A vasta literatura que atualmente nos é oferecida, mostra
que a nossa época está muito desenvolvida no campo da intelectualidade
e do conhecimento geral.
Dentro deste contexto, a palavra Espiritismo, parece
ter-se diluído no mar das verdades que há muito esta Doutrina
vem ensinando.
Embora ainda não seja de compreensão geral, já não se verifica
o espanto de antigamente, quando esclarecimentos espíritas
são citados.
É interessante verificar que está acontecendo, exatamente,
o que foi previsto por Kardec há quase cento e cinqüenta anos.
Sob diferentes enfoques, encontramos a realidade dos postulados
espíritas, apresentados e discutidos por estudiosos de diversas
áreas, fazendo renascer questões que a Doutrina Espírita sempre
movimentou.
Apesar de todos os questionamentos a respeito deste assunto,
poucos se preocupam ou sequer pensam como, realmente,
será a continuidade do nosso existir após a desencarnação.
Em geral, a maioria se contenta com uma explicação ilusória
sem lógica ou confirmação.
Somente, a Doutrina Espírita, com sua função esclarecedora,
consegue nos mostrar os horizontes da vida espiritual.
Como roteiro seguro deste assunto, gostaríamos de lembrar
o excelente livro "Voltei", psicografado
por Francisco Cândido Xavier, e ditado pelo Espírito Irmão
Jacob, onde encontramos um relato muito claro da passagem
para o Mundo Espiritual e os primeiros momentos do Espírito
no seu retorno à pátria verdadeira.
A Palingenesia que significa novo nascimento ou
nascer de novo, é crença muito antiga, que acompanha
o homem desde que ele passou a adotar rituais religiosos.
Acredita-se que foi na Índia que primeiro se estabeleceu a
idéia de Reencarnação, tornando-se dogma em todas as religiões
do antigo oriente.
No decurso da História, vamos encontrar Pitágoras no séc.
VI a. C., trazendo para a Grécia os conceitos que aprendera
no Egito e na Pérsia. O sentido da reencarnação manteve-se
na filosofia grega através da doutrina de Sócrates e Platão.
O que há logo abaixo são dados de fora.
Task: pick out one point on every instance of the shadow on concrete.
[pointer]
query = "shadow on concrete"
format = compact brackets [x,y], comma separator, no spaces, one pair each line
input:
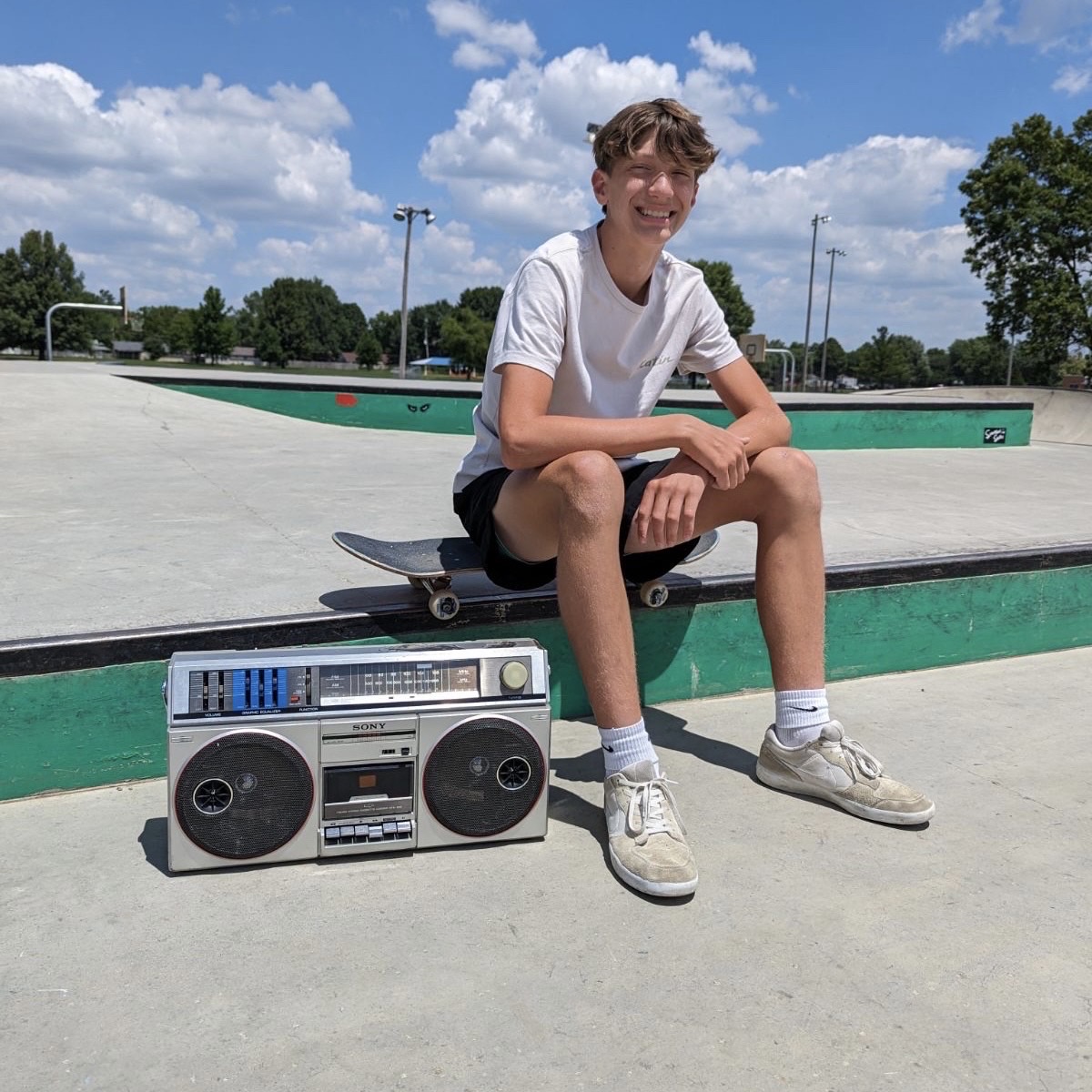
[153,838]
No mundo antigo, a reencarnação era tida como realidade inquestionável
e da qual não se duvidava. Kardec também diz (O Evangelho
Segundo o Espiritismo - cap. IV), que a reencarnação fazia
parte dos dogmas judeus.
Jesus em várias ocasiões se referiu à reencarnação e seu diálogo
com Nicodemos, não deixa dúvida quanto à necessidade do homem
renascer para dar cumprimento à lei de causa e efeito, maravilhoso
ditame da justiça Divina.
Depois da estadia do Mestre Jesus entre nós, durante certo
tempo, permaneceu bem acesa a verdade da reencarnação, mas,
interesses religiosos e políticos, acabaram interferindo nessa
crença e confundindo muitas das questões bíblicas que tratavam
do assunto.
Mas, hoje, vemos a humanidade, através do estudo e da pesquisa
cientifica, aproximar-se da verdade espiritual, reatando o
fio dos primórdios tempos, para fazer renascer a verdade da
reencarnação , tão atingida no seio da humanidade.